Jean-Pierre est envahi par les pigeons à Schaerbeek: pourquoi certains continuent-ils à les nourrir, malgré les lourdes amendes?
 
 

C'est une habitude pour certains: au lieu de les jeter à la poubelle, lancer les restes de pain aux oiseaux... Ce comportement entraîne la prolifération des pigeons dans les villes, et est puni par la plupart des règlements communaux. Malgré les amendes, certains persistent, convaincus de contribuer au bien-être des animaux. Or, selon les spécialistes, le nourrissage est autant nuisible pour l'homme que pour les pigeons, et la biodiversité en général.
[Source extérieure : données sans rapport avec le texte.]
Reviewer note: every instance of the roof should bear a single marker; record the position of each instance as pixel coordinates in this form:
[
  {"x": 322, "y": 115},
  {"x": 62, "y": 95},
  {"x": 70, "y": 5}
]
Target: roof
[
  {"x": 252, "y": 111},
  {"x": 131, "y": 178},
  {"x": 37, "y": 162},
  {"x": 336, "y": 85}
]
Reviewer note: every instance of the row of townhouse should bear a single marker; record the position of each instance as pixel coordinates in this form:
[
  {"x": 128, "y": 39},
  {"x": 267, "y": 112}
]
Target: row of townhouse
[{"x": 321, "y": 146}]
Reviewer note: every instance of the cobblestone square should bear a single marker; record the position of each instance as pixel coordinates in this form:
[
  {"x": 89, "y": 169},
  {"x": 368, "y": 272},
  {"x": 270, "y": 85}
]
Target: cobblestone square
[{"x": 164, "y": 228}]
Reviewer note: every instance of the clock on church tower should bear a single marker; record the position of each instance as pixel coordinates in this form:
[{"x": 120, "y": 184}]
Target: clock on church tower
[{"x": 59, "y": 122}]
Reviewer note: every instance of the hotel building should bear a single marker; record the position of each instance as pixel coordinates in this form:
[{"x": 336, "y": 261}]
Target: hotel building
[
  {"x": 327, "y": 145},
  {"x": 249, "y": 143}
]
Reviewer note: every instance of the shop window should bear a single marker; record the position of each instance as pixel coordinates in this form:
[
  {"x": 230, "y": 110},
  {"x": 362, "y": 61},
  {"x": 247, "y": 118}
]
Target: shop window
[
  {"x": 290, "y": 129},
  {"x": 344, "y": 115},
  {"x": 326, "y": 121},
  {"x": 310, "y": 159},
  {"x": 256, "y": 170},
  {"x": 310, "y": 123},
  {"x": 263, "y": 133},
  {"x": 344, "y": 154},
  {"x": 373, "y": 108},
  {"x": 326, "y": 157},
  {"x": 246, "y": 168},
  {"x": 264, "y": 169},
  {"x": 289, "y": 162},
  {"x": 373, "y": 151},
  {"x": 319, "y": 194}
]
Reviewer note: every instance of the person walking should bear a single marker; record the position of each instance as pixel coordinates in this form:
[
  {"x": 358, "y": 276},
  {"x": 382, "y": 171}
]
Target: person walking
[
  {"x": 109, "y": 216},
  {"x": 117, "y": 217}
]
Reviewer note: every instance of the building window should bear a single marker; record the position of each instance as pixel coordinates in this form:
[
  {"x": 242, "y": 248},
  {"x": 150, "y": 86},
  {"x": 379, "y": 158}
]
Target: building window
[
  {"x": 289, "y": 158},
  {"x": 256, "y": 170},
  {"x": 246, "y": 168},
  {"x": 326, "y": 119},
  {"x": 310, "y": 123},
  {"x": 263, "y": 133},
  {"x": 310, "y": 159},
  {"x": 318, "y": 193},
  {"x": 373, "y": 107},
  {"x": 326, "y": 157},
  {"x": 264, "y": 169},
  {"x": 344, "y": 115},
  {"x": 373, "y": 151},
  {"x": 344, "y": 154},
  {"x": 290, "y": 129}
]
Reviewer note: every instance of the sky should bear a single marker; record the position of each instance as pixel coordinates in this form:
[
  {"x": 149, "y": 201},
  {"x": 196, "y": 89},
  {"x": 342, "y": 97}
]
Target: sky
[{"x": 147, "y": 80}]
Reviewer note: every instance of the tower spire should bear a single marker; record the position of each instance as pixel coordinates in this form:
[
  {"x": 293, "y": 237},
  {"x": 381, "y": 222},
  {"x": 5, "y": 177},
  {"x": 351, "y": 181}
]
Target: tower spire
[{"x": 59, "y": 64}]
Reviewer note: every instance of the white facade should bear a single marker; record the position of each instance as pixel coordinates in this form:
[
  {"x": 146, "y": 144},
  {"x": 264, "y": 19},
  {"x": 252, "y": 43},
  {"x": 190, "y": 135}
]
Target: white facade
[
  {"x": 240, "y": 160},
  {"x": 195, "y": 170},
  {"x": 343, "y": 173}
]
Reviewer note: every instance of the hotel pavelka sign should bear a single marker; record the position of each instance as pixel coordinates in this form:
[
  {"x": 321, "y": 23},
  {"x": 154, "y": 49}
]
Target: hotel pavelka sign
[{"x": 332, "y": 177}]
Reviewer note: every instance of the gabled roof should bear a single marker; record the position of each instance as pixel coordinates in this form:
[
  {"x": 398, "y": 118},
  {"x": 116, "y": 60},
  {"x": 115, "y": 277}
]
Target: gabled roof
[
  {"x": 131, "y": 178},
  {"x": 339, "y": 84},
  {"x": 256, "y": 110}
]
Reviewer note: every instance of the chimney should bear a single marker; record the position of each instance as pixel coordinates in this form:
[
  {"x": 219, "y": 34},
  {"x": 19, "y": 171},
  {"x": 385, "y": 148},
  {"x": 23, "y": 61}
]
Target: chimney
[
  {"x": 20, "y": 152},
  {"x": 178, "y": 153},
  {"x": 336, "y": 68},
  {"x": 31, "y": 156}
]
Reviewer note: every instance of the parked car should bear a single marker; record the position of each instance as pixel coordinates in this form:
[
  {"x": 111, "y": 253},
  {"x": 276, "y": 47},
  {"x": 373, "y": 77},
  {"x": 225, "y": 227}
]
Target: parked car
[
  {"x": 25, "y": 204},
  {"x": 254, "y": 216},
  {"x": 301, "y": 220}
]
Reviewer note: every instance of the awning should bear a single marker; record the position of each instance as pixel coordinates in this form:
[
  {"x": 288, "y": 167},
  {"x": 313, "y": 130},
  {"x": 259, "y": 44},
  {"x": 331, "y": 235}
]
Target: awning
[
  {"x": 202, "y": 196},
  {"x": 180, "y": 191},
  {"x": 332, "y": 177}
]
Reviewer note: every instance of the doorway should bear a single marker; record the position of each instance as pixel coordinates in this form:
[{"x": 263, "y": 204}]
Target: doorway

Jean-Pierre, 66 ans, vit à Schaerbeek depuis une quarantaine d’années. Depuis plus d’un an, il subit des nuisances telles qu’il a décidé de contacter la rédaction de RTLinfo, via notre bouton orange Alertez-nous. "Plus de 20 pigeons sont continuellement sur le trottoir face à notre maison à cause d'une dame qui les nourrit... Nous avons donc dû mettre des protections sur nos appuis de fenêtre pour éviter les fientes", nous dit-il, ajoutant qu’il a même déjà constaté la présence d’un nid sur son balcon. Mais cela n’est pas suffisant: "On reçoit les fientes sur notre tête. L’autre jour, je discutais en dessous de l’arbre, ma veste en cuir, il faut voir comment elle était arrangée…", se plaint-il.




"Mon épouse brosse le pain, elle se fait engueuler"

L’homme est désemparé. "On essaye par tous les moyens de s’en débarrasser. On les chasse, ils reviennent". Régulièrement, au coin de cette rue, une dame vient donc les nourrir. "Quand elle me voit, elle n’ose rien mettre, parce qu’elle sait que je rouspète. Comme je ne suis pas toujours ici à la maison, elle en profite pendant que je suis parti. Mon épouse brosse le pain, et elle se fait engueuler. Les gens lui disent qu’il faut nourrir les pigeons".


Ce n'est pas une "bonne action"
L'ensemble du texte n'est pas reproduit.